A coroner tells the BBC that DNA has been collected from 57 bodies, as rail workers strike over the disaster.
The death toll from Tuesday’s train crash in Greece has increased to 57, a coroner has told the BBC.
Eleni Zaggelidou, one of ten coroners working on the investigation, said DNA had been taken from 57 intact bodies.
It came as rail workers across Greece took part in a one-day strike on Thursday amid growing public anger towards authorities.
The walkout follows protests in Athens, Thessaloniki and the city of Larissa, near the site of the disaster.
Rescue workers are still going through burned and buckled carriages, searching for victims.
This was the “most difficult moment”, rescuer Konstantinos Imanimidis told Reuters news agency, because “instead of saving lives, we have to recover bodies”.
The incident happened just before midnight on Tuesday. A passenger train carrying 350 people collided with a freight train after both ended up on the same track – causing the front carriages to burst into flames.
The railway workers’ strike began at 0600 local time (0400 GMT), affecting national rail services and the subway in Athens.
Many in Greece see the crash as an accident waiting to happen, and the union blamed successive governments’ “disrespect” towards Greek railways for leading to this “tragic result”.

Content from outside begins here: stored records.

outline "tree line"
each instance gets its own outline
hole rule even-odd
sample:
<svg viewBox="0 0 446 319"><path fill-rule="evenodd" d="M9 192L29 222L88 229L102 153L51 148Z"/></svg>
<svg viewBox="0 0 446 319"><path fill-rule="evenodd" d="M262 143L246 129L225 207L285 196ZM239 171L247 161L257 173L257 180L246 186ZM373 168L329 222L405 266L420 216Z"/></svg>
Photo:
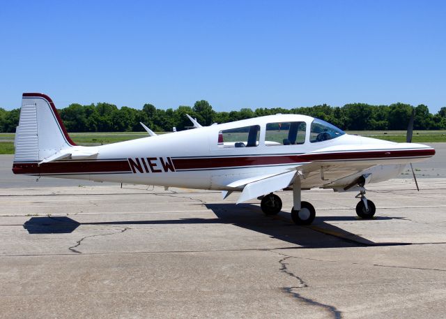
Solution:
<svg viewBox="0 0 446 319"><path fill-rule="evenodd" d="M177 109L158 109L152 104L144 104L141 110L127 106L118 108L114 104L98 103L89 105L73 103L59 110L69 132L126 132L142 131L142 122L154 131L171 131L175 126L183 130L192 124L188 114L203 126L213 123L226 123L277 113L301 114L327 121L346 131L406 130L414 108L409 104L371 105L350 103L342 107L326 104L287 110L282 107L259 107L255 110L242 108L240 111L216 112L204 100L193 107L179 106ZM429 112L427 106L415 107L414 128L416 130L446 129L446 107L436 114ZM13 133L19 123L20 109L10 111L0 108L0 132Z"/></svg>

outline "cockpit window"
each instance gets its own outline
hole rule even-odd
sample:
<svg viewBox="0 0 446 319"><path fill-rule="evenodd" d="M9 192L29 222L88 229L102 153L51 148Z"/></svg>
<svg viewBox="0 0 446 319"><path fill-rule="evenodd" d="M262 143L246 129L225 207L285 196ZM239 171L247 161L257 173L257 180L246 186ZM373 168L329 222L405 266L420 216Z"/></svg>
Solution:
<svg viewBox="0 0 446 319"><path fill-rule="evenodd" d="M312 143L326 141L345 134L340 128L321 119L314 119L310 126L309 141Z"/></svg>
<svg viewBox="0 0 446 319"><path fill-rule="evenodd" d="M259 125L220 131L218 133L218 147L256 147L259 145Z"/></svg>
<svg viewBox="0 0 446 319"><path fill-rule="evenodd" d="M294 145L305 142L305 122L268 123L265 145Z"/></svg>

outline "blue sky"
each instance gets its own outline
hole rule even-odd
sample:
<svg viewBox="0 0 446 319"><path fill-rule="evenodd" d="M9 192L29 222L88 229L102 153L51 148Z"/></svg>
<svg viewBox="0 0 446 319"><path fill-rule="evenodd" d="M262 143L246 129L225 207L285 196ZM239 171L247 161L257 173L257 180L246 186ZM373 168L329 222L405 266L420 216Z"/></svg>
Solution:
<svg viewBox="0 0 446 319"><path fill-rule="evenodd" d="M0 107L446 106L446 1L38 1L0 8Z"/></svg>

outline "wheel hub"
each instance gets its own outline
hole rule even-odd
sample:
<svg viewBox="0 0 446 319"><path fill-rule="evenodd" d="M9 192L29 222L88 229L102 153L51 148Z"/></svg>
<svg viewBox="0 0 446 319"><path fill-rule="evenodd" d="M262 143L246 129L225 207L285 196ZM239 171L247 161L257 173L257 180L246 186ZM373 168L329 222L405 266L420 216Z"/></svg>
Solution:
<svg viewBox="0 0 446 319"><path fill-rule="evenodd" d="M309 209L306 207L302 208L298 213L298 216L302 221L306 221L307 219L309 218L310 214L311 213L309 212Z"/></svg>

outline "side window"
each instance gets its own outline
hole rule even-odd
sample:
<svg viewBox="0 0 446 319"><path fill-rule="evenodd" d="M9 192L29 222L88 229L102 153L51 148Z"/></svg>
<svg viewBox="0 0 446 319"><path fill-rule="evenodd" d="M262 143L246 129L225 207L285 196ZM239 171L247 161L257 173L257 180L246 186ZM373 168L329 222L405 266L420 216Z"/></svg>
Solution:
<svg viewBox="0 0 446 319"><path fill-rule="evenodd" d="M344 134L345 132L334 125L319 119L314 119L310 126L309 141L316 143L332 140Z"/></svg>
<svg viewBox="0 0 446 319"><path fill-rule="evenodd" d="M260 126L245 126L220 131L218 133L219 147L253 147L259 145Z"/></svg>
<svg viewBox="0 0 446 319"><path fill-rule="evenodd" d="M266 146L294 145L305 142L305 122L268 123L266 124Z"/></svg>

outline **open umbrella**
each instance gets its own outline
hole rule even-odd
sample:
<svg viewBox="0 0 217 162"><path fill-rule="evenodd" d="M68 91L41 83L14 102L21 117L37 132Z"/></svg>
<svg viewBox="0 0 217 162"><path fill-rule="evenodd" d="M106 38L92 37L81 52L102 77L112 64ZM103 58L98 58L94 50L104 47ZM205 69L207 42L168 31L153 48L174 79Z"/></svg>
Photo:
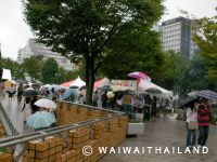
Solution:
<svg viewBox="0 0 217 162"><path fill-rule="evenodd" d="M181 102L179 108L189 107L189 106L191 106L194 102L196 102L197 99L199 99L199 97L197 97L196 95L187 97L183 102Z"/></svg>
<svg viewBox="0 0 217 162"><path fill-rule="evenodd" d="M196 96L208 98L208 99L217 99L217 93L210 90L203 90L196 93Z"/></svg>
<svg viewBox="0 0 217 162"><path fill-rule="evenodd" d="M78 95L77 91L74 89L67 89L63 94L63 100L67 99L72 94L75 96L75 98L77 98Z"/></svg>
<svg viewBox="0 0 217 162"><path fill-rule="evenodd" d="M29 91L29 90L34 90L33 87L27 87L27 89L24 89L24 91Z"/></svg>
<svg viewBox="0 0 217 162"><path fill-rule="evenodd" d="M31 86L33 86L33 87L36 87L36 86L38 86L38 87L39 87L40 85L39 85L39 84L37 84L37 83L34 83L34 84L31 84Z"/></svg>
<svg viewBox="0 0 217 162"><path fill-rule="evenodd" d="M28 119L27 125L34 129L48 127L55 122L55 116L46 111L37 111Z"/></svg>
<svg viewBox="0 0 217 162"><path fill-rule="evenodd" d="M20 84L26 84L26 83L27 83L26 81L24 81L24 80L21 80L21 79L18 79L18 80L15 80L15 82L16 82L16 83L20 83Z"/></svg>
<svg viewBox="0 0 217 162"><path fill-rule="evenodd" d="M4 82L4 86L7 86L7 87L11 87L11 84L14 85L14 83L11 82L11 81L5 81L5 82Z"/></svg>
<svg viewBox="0 0 217 162"><path fill-rule="evenodd" d="M107 92L107 98L113 98L115 94L113 92Z"/></svg>
<svg viewBox="0 0 217 162"><path fill-rule="evenodd" d="M34 105L38 107L53 108L53 109L58 107L53 100L47 98L38 99Z"/></svg>
<svg viewBox="0 0 217 162"><path fill-rule="evenodd" d="M151 78L149 76L146 76L145 73L139 72L139 71L128 73L127 76L132 77L132 78L139 78L139 79L146 80L146 81L151 81Z"/></svg>
<svg viewBox="0 0 217 162"><path fill-rule="evenodd" d="M112 92L113 90L111 87L103 87L100 92Z"/></svg>
<svg viewBox="0 0 217 162"><path fill-rule="evenodd" d="M125 92L128 92L128 93L135 93L135 91L129 90L129 89L125 90Z"/></svg>
<svg viewBox="0 0 217 162"><path fill-rule="evenodd" d="M35 90L27 90L27 91L23 91L22 96L26 96L26 97L33 97L33 96L37 96L39 95L39 93Z"/></svg>
<svg viewBox="0 0 217 162"><path fill-rule="evenodd" d="M113 94L126 94L126 92L125 91L115 91L115 92L113 92Z"/></svg>
<svg viewBox="0 0 217 162"><path fill-rule="evenodd" d="M151 94L163 94L163 92L156 87L146 89L145 92L151 93Z"/></svg>
<svg viewBox="0 0 217 162"><path fill-rule="evenodd" d="M60 85L58 85L58 84L52 84L52 85L49 86L49 90L51 90L51 89L53 89L53 87L55 89L55 91L62 89L62 87L61 87Z"/></svg>

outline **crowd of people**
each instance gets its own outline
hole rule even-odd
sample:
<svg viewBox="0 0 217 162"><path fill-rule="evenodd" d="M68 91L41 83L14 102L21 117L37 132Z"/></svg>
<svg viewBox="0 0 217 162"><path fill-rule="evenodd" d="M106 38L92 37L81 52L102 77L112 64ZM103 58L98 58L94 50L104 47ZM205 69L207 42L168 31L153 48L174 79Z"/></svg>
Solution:
<svg viewBox="0 0 217 162"><path fill-rule="evenodd" d="M195 100L187 109L187 147L195 148L199 130L197 148L206 146L210 125L210 107L208 99L203 97L202 103ZM192 137L193 136L193 137Z"/></svg>
<svg viewBox="0 0 217 162"><path fill-rule="evenodd" d="M126 91L126 94L115 93L113 97L108 97L107 92L99 94L95 91L92 95L92 105L105 109L125 111L128 117L130 112L143 112L143 121L150 121L150 117L153 117L152 121L156 121L155 96L153 98L150 95L143 97Z"/></svg>
<svg viewBox="0 0 217 162"><path fill-rule="evenodd" d="M9 100L12 100L13 96L17 95L17 103L21 103L22 93L23 91L25 91L25 89L28 89L29 85L24 86L22 84L18 84L17 86L14 86L14 84L11 84L11 86L5 87L4 84L1 83L0 87L1 96L5 97L5 93L8 93ZM54 87L49 90L47 86L42 89L35 87L35 91L39 92L39 94L42 96L44 95L46 97L52 98L54 102L56 102L56 99L62 99L63 94L65 93L65 89L55 91ZM74 95L69 96L68 99L72 102L76 100L77 104L86 103L86 97L82 93L80 93L76 99ZM22 109L22 112L24 112L24 123L27 122L28 118L31 114L36 113L37 111L46 110L44 108L34 105L34 103L37 100L37 96L25 97L24 106ZM200 102L197 100L191 103L190 107L187 109L186 126L188 131L188 148L195 148L197 130L197 147L205 146L208 138L210 113L213 113L213 111L208 106L207 98L202 98L202 104L199 103ZM115 93L113 97L108 97L107 92L99 93L98 91L95 91L92 95L92 106L125 111L128 117L131 111L137 111L139 113L143 112L143 121L150 121L150 117L152 117L152 121L156 121L156 96L153 96L153 98L151 98L150 95L145 95L142 97L136 94L130 94L126 91L126 94ZM53 113L56 117L55 111L53 111ZM195 125L195 127L192 126L193 124ZM54 126L54 124L51 124L51 126Z"/></svg>

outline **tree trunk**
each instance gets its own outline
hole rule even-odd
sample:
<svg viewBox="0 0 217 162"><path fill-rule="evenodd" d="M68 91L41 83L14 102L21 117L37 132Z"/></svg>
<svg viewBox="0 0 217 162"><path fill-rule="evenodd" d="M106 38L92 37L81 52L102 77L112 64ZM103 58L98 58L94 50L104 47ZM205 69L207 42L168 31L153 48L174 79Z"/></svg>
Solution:
<svg viewBox="0 0 217 162"><path fill-rule="evenodd" d="M92 103L92 91L93 91L93 86L94 86L94 57L91 57L91 65L90 65L90 104Z"/></svg>

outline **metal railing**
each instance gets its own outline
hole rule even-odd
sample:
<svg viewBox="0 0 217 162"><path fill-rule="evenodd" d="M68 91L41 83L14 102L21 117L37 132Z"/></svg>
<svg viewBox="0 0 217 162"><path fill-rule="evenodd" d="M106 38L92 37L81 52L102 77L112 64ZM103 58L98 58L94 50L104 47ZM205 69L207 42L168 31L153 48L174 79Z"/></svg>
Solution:
<svg viewBox="0 0 217 162"><path fill-rule="evenodd" d="M1 118L1 122L4 126L4 130L8 133L8 136L13 136L13 135L17 135L20 134L16 129L14 127L13 123L11 122L11 119L9 118L9 116L7 114L4 108L2 107L1 103L0 103L0 118Z"/></svg>
<svg viewBox="0 0 217 162"><path fill-rule="evenodd" d="M94 135L92 133L92 127L93 127L94 123L98 123L98 122L105 123L105 122L108 122L110 119L119 118L120 116L125 114L125 112L98 108L98 107L88 106L88 105L79 105L79 104L65 102L65 100L59 100L59 102L77 106L79 108L79 112L81 112L81 108L88 108L88 109L91 109L91 112L93 110L105 111L105 116L97 118L97 119L91 119L91 120L87 120L87 121L81 121L81 122L77 122L77 123L72 123L72 124L67 124L67 125L55 126L52 129L42 130L42 132L34 132L34 133L24 134L24 135L15 135L15 136L4 137L4 138L0 139L0 150L7 148L9 150L9 152L12 154L14 162L18 162L21 160L21 157L25 153L27 161L30 162L30 158L27 153L28 141L36 139L36 138L41 138L42 140L44 140L46 136L53 135L56 137L63 137L62 146L63 146L63 143L66 141L67 150L69 151L69 140L67 139L67 137L69 136L71 130L78 130L80 127L87 126L90 130L91 139L93 139ZM107 113L111 113L111 116L107 116ZM91 116L91 113L90 113L90 116ZM108 127L106 127L106 129L108 132ZM67 132L66 135L65 135L65 132ZM25 144L25 145L23 145L23 144ZM17 151L16 147L20 148L17 156L15 156L15 153L14 153L15 150Z"/></svg>

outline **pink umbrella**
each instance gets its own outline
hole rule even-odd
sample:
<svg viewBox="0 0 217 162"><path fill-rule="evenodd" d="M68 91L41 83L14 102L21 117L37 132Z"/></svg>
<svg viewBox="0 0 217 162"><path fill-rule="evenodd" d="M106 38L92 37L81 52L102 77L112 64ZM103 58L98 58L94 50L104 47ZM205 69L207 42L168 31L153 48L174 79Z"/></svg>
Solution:
<svg viewBox="0 0 217 162"><path fill-rule="evenodd" d="M139 79L146 80L146 81L151 81L151 78L149 76L146 76L145 73L142 73L142 72L138 72L138 71L128 73L127 76L132 77L132 78L139 78Z"/></svg>
<svg viewBox="0 0 217 162"><path fill-rule="evenodd" d="M25 89L24 91L29 91L29 90L34 90L33 87L27 87L27 89Z"/></svg>

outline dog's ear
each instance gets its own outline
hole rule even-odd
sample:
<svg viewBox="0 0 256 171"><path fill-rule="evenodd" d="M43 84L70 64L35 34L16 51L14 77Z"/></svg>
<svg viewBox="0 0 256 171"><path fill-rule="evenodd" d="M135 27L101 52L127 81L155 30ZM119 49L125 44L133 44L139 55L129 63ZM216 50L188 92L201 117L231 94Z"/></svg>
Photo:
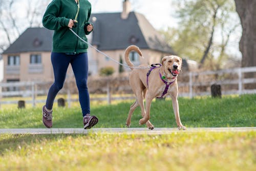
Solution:
<svg viewBox="0 0 256 171"><path fill-rule="evenodd" d="M163 62L166 60L166 57L164 57L162 59L162 61L161 61L161 63L162 63L162 66L163 66Z"/></svg>

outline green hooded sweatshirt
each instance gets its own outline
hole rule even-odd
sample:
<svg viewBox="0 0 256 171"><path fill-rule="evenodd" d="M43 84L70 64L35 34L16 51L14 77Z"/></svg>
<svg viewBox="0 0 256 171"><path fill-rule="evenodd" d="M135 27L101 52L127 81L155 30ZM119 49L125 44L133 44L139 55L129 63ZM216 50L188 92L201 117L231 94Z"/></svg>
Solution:
<svg viewBox="0 0 256 171"><path fill-rule="evenodd" d="M80 37L87 41L86 26L91 12L91 3L87 0L79 0L80 10L76 27L73 28ZM74 19L78 5L75 0L53 0L48 5L42 18L45 28L54 30L52 52L82 53L87 52L88 45L79 39L68 27L69 20ZM92 25L92 24L91 24Z"/></svg>

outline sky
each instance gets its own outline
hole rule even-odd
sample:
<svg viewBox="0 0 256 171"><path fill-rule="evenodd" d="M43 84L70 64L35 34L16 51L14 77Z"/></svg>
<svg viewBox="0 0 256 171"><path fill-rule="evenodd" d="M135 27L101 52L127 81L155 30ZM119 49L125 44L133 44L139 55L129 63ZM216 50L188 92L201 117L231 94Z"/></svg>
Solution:
<svg viewBox="0 0 256 171"><path fill-rule="evenodd" d="M2 1L2 0L0 0ZM26 16L25 4L27 4L28 0L18 0L16 9L18 15L17 17L24 18ZM29 0L31 3L35 3L37 0ZM92 4L92 12L120 12L122 10L124 0L89 0ZM174 0L130 0L132 3L132 11L142 14L157 30L166 30L168 27L177 28L178 26L178 19L175 17L175 9L172 4ZM48 1L46 2L51 2ZM42 8L46 8L46 7ZM44 9L44 10L45 9ZM22 22L26 21L22 20ZM23 32L26 28L20 30ZM3 37L3 33L0 33L0 37ZM241 57L239 51L239 42L241 33L238 33L238 36L234 37L231 45L227 49L229 53L233 54L238 57ZM13 38L14 39L14 38ZM14 39L15 40L15 39ZM0 39L0 41L3 40ZM1 68L1 64L0 64ZM1 69L1 68L0 68ZM0 73L0 80L1 79Z"/></svg>
<svg viewBox="0 0 256 171"><path fill-rule="evenodd" d="M121 12L123 0L111 0L106 3L105 0L92 0L92 13ZM177 27L178 20L174 16L174 8L170 0L137 0L136 5L133 3L132 11L143 14L154 27L158 30L165 30L168 27Z"/></svg>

A 59-year-old station master in Larissa has been charged with manslaughter by negligence and is due to appear in court on Thursday. He has admitted to having a share of responsibility in the accident, his lawyer Stefanos Pantzartzidis said outside the courthouse.
“He is literally devastated. Since the first moment, he has assumed responsibility proportionate to him,” Mr Pantzartzidis said, hinting that the station master, who has not been publicly named, was not the only one to blame.
The country’s transport minister has resigned over the incident, saying he would take responsibility for the authorities’ “long-standing failures” to fix a railway system that was not fit for the 21st Century.
Meanwhile, the government has promised an independent investigation that it promises will deliver justice.
But Prime Minister Kyriakos Mitsotakis’s suggestion that “tragic human error” was to blame has caused anger.
Government spokesman Giannis Oikonomous said in a press conference that authorities shared in people’s sorrow, and promised to carry out investigations and to fix the country’s outdated rail network.
He said “chronic delays” in implementing rail projects were rooted in “distortions” in the country’s public sector going back decades, adding that the government has tried to deal with this but “did not manage to eradicate it”.
On Wednesday, rioters clashed with police outside the headquarters of Hellenic Train in Athens – the headquarters of the company responsible for maintaining Greece’s railways.
Tear gas was used to disperse protesters, who threw stones and lit fires in the streets.
At a silent vigil in Larissa to commemorate the victims of the incident, one demonstrator said he felt the disaster had been long coming.
“The rail network looked problematic, with worn down, badly paid staff,” Nikos Savva, a medical student from Cyprus, told AFP news agency.
The station master arrested should not pay the price “for a whole ailing system”, he added.
“This is an inadmissible accident. We’ve known this situation for 30 years,” Costas Bargiotas, a doctor based in Larissa, told AFP.
Many of the passengers on board were students in their 20s returning to Thessaloniki after a long weekend celebrating Greek Orthodox Lent.
Fire brigade spokesperson Vassilis Varthakogiannis said temperatures inside the first carriage – which burst into flames – had reached 1,300C (2,370F), making it “hard to identify the people who were inside”.
Families have given DNA samples to help identification efforts, with the results expected on Thursday.
One of those, a woman called Katerina searching for her missing brother, a passenger on the train, shouted “Murderers!” outside the hospital in Larissa, directing her anger towards the government and the rail company, Reuters reports.
Kostas Malizos, a recently retired surgeon and Emeritus Professor at Greece’s University of Thessaly, has returned to work to perform surgery on injured passengers.
“Now we’re in the phase of trying to match the human parts that were found at the site of the crash and match it with DNA,” he told the BBC.
Local media have reported that more than 10 people are still missing, as Greece observes three days of national mourning.
But Professor Malizos has said it is difficult to tell how many people are unaccounted for.
He also questioned how the prime minister could have reached such a quick a conclusion that human error was to blame and said an extensive independent investigation was essential.
“It’s a disaster, it’s catastrophic. Families are crying tonight. Unfortunately, the majority of the lost people are young students. They left home, happy after the long weekend, to go for their studies or to see their relatives and never reached them.”